- Hilda Phoebe Hudson
- Born: 11 June 1881 Cambridge, England
- Died: 26 November 1965 (aged 84) Chiswick, London, England
- Education: Cambridge and Berlin
- Occupation: mathematician
- Known for: Cremona transformation
- Parent: Professor William Henry Hoare Hudson

= Hilda Phoebe Hudson =

English mathematician

Hilda Phoebe Hudson (11 June 1881 Cambridge – 26 November 1965 London) was an English mathematician who worked on algebraic geometry, in particular on Cremona transformations. Hudson was interested in the link between mathematics and her religious beliefs.

==Life and work==
In 1900 Hudson gained a scholarship and entered Newnham College at the University of Cambridge, graduating in 1903, coming seventh equal among the First Class students. After a year of further study at the University of Berlin, she returned to Newnham in 1905, first as lecturer in mathematics and later as Associate Research Fellow.
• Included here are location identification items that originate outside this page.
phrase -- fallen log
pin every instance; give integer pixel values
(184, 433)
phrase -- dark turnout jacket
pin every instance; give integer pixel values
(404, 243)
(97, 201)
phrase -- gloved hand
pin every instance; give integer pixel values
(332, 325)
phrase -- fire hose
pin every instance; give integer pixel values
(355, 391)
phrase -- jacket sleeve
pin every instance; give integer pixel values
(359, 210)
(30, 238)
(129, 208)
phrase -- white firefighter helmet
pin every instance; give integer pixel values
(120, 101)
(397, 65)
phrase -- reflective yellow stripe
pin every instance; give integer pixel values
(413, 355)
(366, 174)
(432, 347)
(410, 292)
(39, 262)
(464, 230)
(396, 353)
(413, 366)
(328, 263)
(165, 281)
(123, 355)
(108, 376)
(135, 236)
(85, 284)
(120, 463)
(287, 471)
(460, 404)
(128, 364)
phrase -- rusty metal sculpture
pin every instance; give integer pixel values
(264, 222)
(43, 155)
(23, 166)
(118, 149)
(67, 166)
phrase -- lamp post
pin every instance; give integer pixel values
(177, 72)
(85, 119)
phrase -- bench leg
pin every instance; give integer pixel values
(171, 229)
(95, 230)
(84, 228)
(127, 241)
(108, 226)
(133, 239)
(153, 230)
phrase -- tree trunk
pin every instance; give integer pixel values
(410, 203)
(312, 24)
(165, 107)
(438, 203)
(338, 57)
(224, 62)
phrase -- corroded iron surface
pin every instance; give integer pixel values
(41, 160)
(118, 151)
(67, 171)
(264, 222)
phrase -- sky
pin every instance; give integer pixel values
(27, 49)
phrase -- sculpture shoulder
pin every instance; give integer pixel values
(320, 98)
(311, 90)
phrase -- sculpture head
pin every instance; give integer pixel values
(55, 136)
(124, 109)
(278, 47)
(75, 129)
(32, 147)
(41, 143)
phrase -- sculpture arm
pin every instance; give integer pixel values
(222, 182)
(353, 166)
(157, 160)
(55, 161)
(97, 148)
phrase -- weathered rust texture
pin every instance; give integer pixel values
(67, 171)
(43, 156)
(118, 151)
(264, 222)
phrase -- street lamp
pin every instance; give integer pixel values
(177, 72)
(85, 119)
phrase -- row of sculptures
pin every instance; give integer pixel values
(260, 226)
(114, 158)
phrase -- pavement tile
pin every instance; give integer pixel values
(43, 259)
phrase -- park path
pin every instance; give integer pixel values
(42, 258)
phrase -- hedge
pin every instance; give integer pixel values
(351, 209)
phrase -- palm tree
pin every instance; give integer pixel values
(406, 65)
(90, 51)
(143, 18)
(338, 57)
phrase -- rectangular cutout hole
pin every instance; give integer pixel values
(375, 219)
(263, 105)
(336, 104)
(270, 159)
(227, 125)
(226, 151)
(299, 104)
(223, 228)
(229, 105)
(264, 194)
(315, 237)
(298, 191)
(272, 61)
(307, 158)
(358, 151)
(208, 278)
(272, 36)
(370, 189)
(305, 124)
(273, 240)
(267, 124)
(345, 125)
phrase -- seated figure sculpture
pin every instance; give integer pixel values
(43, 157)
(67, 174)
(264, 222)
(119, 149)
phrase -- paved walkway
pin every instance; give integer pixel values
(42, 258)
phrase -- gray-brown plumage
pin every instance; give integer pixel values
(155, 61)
Trinity College Dublin awarded her an ad eundam MA, and later a DSc, in 1906 and 1913, respectively.

She was an Invited Speaker of the International Congress of Mathematicians (ICM) in 1912 at Cambridge UK. Although Laura Pisati had been invited to the 1908 ICM, she died just before the start of the conference, so Hudson became the first female invited speaker at an ICM.

She spent the academic year 1912–1913 at Bryn Mawr in the US, and the years 1913–1917 back in England, this time as lecturer at West Ham Technical Institute. She joined an Air Ministry subdivision undertaking aeronautical engineering research in 1917, where she applied pioneering work on the application of mathematical modelling to aircraft design. She was appointed OBE in 1919. As a distinguished mathematician she was one of the few women of her time to serve on the council of the London Mathematical Society.

Most of Hudson's pure mathematical research was concerned with surfaces and plane curves, her special interest being in Cremona transformations. Her 1916 monograph Ruler and Compasses was well-received as "a welcome addition to the literature on the boundary between elementary and advanced mathematics". Her 454-page 1927 treatise Cremona transformations in plane and space is considered by John Semple to be her magnum opus.

Hudson was deeply religious, and a supporter of the Student Christian Movement. She sought, in her work, to understand the revelation of the glory of God in the beauty she found in mathematics. In later life, debilitated by arthritis, she moved into St Mary's Convent and Nursing home, an Anglican convent, where she died on 26 November 1965.

==Aeronautical Engineering==

During World War I, Hudson worked for the UK's Air Department of the Admiralty. While there, she
published on the strength of struts, and methods for incorporating incidence wires between biplane wings into stress calculations.

==Epidemiology==
Hudson published work with Ronald Ross on epidemiology and the measurement of disease spread. "The classical susceptible-infectious-recovered (SIR) model, originated from the seminal papers of Ross and Ross and Hudson in 1916–1917 and the fundamental contributions of Kermack and McKendrick in 1927–1932, describes the transmission of infectious diseases between susceptible and infective individuals and provides the basic framework for almost all later epidemic models."

==Books==
- Ruler and Compasses, first published as a monograph (Longman's Modern Mathematical Series, 1916) and then included in the compendium Squaring the circle and other monographs (Chelsea n.d.)
- Cremona Transformations in Plane and Space, Cambridge University Press, 1927.